Gerard F. Anderson, Uwe E. Reinhardt, Peter S. Hussey, and Varduhi Petrosyan write,
the United States spends more on health care than any of the other OECD countries spend, without providing more services than the other countries do. This suggests that the difference in spending is mostly attributable to higher prices of goods and services.
They use a variety of data sources to make their case. However, one seemingly-obvious source is overlooked: real vs. nominal spending in the national income accounts. If they’re right that we get no more health care services, then in real terms, the ratio of health care spending in the U.S. ought to be the same as that in other OECD countries.
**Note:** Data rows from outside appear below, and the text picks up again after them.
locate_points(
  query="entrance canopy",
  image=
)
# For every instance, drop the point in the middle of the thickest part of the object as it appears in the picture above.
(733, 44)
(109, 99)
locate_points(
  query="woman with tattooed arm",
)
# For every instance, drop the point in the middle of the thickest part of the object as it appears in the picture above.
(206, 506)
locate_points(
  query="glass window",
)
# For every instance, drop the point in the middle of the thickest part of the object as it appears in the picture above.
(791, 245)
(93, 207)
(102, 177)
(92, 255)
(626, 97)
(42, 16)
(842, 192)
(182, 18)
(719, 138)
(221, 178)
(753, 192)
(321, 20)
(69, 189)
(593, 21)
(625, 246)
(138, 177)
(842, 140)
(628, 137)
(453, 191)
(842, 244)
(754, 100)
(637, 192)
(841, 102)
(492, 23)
The data I have seen is on nominal shares of health care in GDP. Their paper quotes data, and I found updated information here. If I had the data on real shares, then it would be relatively easy to say how much of the difference in nominal shares is due to prices and how much is due to real quantities–at least as measured in the national income accounts. My guess is that this estimate would only reinforce the conclusions in the paper, but it would be a useful data point.
For Discussion. Can anyone point me to or send me a copy of similar data on real spending shares?
READER COMMENTS
ed day
Aug 30 2004 at 10:22am
Seems to me that it makes little difference if both numerator and denominator are in nominal terms, then shares wouldn’t change using real numbers for both. It might make a difference if the price of health care were rising here more rapidly than abroad and more rapidly than the general price level in the U.S.
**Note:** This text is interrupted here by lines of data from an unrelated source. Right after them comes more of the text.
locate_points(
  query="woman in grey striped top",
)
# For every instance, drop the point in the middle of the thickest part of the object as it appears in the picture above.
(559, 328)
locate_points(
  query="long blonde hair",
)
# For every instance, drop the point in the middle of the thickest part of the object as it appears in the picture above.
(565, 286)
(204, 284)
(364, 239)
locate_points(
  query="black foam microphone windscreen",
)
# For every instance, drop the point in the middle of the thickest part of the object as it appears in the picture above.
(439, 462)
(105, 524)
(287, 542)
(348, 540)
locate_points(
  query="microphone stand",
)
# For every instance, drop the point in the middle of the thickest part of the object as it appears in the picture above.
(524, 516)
However, lets say that prices for health care are rising faster than the general price level in the US and abroad and the shares in GDP are the same, as seems to be the case. Then we might observe health care rationing in lower demand for health care in the US and greater queing for health care abroad. This seems to be the case.
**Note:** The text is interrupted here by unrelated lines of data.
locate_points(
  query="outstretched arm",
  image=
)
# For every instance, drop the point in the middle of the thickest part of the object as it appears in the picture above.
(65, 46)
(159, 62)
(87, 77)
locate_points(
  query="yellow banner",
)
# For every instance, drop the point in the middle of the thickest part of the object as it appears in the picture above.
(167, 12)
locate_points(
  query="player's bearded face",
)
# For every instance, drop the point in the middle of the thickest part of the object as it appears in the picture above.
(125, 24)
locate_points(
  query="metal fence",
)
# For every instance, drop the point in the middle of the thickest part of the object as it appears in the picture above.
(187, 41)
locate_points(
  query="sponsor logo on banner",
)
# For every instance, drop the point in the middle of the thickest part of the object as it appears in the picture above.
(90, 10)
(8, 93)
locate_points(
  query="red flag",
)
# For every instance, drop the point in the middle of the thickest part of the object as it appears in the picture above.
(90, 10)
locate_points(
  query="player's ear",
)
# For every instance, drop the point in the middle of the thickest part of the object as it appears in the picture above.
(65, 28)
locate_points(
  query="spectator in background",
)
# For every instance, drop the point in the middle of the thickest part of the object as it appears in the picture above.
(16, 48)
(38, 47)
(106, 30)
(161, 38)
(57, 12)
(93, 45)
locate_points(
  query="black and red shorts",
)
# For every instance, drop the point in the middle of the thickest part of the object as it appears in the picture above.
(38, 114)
A factor not included in these sorts of studies is that a healthier life-style may be evident abroad that would show up, say, in lower population weight that would lead to fewer pathologies in the population. It is clear that fewer teenagers have access to a car, must walk more, and perhaps smoke less.
Just my 2 cents.
Mike Moran
Aug 30 2004 at 12:17pm
Calculation of real shares should not be done with NIPA statistics. The chain-weighted statistics now used to represent real GDP were not designed for such calculations. This relatively new technique to calculate real GDP provides for accurate growth rates, but the accuracy comes at a cost — the inability to calculate shares of the various components. A number of papers published by economists at Commerce have cautioned against the use of ratio analysis with chain-weighted statistics.
Tom
Aug 31 2004 at 8:57am
I can’t answer your question, but I have a suggestion. I think the right way to look at the problem is captured in a post by Tyler Cown at Marginal Revolution:
http://www.marginalrevolution.com/marginalrevolution/2004/04/where_is_health.html
Citing and quoting from William Lewis’s The Power of Productivity, he summarizes:
Lawrance George Lux
Aug 31 2004 at 12:56pm
Arnold,
A sneaky, round-the-back approach would be to find out who are the major Economists on Stats for the FDA. They would not release to ordinary citizens, but would to an ex-Fannie Mie Economist doing a relationship study.
The United States probably falls below most of the major nations in Real spending, due to the lack of Preventive Care, pre-Emergency Room care, and low-end medical treatments. lgl
dsquared
Aug 31 2004 at 3:53pm
More or less completely impossible. The bundle of services bought in the various countries is different, therefore the PPP calculation is indeterminate. This is a general problem with PPP figures, but in the case of something as specific as healthcare, it’s not even nearly right.